A U.S. Army veteran, Pablo holds a master’s degree in art history from the University of Delaware, a Bachelor of Fine Arts degree from the Institute of American Indian Arts in studio arts with a minor in museum studies and a certificate in business and entrepreneurship. She also has an associate of arts in anthropology and liberal arts degree from Central New Mexico Community College.
“I hope to contribute authentic interpretations of Indigenous art and contribute insight from the Native American perspective into art in general,” Pablo said. “516 ARTS is already a part of that. I feel that art is an international language.”
Pablo completed a curatorial fellowship program at the Peabody Essex Museum in Salem, Massachusetts and has performed a variety of internships and projects at the National Museum of the American Indian in Washington, D.C. and at the Museum of Contemporary Native Arts in Santa Fe.

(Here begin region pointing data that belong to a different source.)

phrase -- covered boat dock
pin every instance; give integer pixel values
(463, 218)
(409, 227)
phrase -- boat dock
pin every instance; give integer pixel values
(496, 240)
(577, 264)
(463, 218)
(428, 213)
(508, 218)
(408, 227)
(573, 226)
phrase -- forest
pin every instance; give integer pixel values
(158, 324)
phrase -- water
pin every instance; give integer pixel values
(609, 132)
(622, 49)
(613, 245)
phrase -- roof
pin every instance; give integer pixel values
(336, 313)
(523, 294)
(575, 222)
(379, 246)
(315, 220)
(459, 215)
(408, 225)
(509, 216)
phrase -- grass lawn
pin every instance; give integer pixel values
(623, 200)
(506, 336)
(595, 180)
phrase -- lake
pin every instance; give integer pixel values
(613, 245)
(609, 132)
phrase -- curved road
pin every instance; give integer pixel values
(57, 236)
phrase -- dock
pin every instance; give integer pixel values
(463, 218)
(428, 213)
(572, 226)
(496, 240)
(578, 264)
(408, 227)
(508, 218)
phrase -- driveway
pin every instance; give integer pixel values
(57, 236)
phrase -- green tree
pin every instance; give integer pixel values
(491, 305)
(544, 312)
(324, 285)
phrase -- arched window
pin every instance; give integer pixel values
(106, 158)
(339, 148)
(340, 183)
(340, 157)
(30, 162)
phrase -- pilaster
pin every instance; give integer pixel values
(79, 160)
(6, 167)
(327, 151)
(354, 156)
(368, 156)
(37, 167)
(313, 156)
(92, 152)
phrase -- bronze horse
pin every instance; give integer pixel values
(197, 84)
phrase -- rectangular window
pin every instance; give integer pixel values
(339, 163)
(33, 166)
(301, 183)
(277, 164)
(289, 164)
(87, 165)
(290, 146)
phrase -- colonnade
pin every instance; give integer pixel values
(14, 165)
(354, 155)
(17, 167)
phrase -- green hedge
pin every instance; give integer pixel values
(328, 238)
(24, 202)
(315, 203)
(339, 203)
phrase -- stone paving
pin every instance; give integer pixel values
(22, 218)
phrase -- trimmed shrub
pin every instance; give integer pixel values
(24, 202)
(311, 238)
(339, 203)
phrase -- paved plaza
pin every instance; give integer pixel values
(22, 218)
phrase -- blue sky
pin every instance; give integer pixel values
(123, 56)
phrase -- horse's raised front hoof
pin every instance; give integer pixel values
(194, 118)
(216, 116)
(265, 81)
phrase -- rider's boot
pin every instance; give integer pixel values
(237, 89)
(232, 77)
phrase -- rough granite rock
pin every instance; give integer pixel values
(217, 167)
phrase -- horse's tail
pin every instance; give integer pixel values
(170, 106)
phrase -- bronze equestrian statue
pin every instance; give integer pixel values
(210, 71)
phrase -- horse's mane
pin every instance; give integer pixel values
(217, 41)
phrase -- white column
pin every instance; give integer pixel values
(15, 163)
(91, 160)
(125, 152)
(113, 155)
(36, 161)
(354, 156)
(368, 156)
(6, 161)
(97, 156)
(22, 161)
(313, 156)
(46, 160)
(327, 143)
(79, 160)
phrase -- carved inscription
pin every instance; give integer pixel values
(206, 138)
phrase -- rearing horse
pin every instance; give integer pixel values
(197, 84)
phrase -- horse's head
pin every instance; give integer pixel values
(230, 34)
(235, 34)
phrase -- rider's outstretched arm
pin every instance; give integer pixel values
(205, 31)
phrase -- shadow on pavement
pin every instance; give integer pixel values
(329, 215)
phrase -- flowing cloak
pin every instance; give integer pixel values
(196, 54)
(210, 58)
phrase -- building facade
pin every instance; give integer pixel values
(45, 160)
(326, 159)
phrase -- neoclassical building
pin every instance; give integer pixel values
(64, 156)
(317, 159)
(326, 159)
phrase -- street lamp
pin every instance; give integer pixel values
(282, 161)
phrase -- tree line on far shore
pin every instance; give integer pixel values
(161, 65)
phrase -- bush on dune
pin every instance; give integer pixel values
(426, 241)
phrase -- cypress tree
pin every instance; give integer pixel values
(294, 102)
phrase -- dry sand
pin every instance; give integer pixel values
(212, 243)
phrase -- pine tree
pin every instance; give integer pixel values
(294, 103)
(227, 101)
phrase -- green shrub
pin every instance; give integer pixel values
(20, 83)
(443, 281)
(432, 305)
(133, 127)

Her father owned horses. Pablo fondly remembers accompanying him to pick up the horseshoes.
“The horsemen or the ranch lifestyle, a lot of art is included,” she said. “It’s a lifestyle; it’s a work of art. There’s a lot of leather work; they forged metal for our ranches.”
Pablo also serves as a board member of IndigenousWays, a nonprofit organization focusing on music, arts, outreach and community events.
The position is supported in part by a grant to 516 ARTS from the Henry Luce Foundation in their area of Native American Intellectual Leadership.
“Rachelle’s focus on Indigenous art is a great fit with our long-time priority of centering Native artists,” executive director Suzanne Sbarge said. “She brings scholarship on Native American art, understanding of the complexities of cultures in New Mexico and varied life experiences to the job.”
Founded in 2006, 516 ARTS is a noncollecting contemporary art museum with a strong history of putting Indigenous artists and curators into its programming.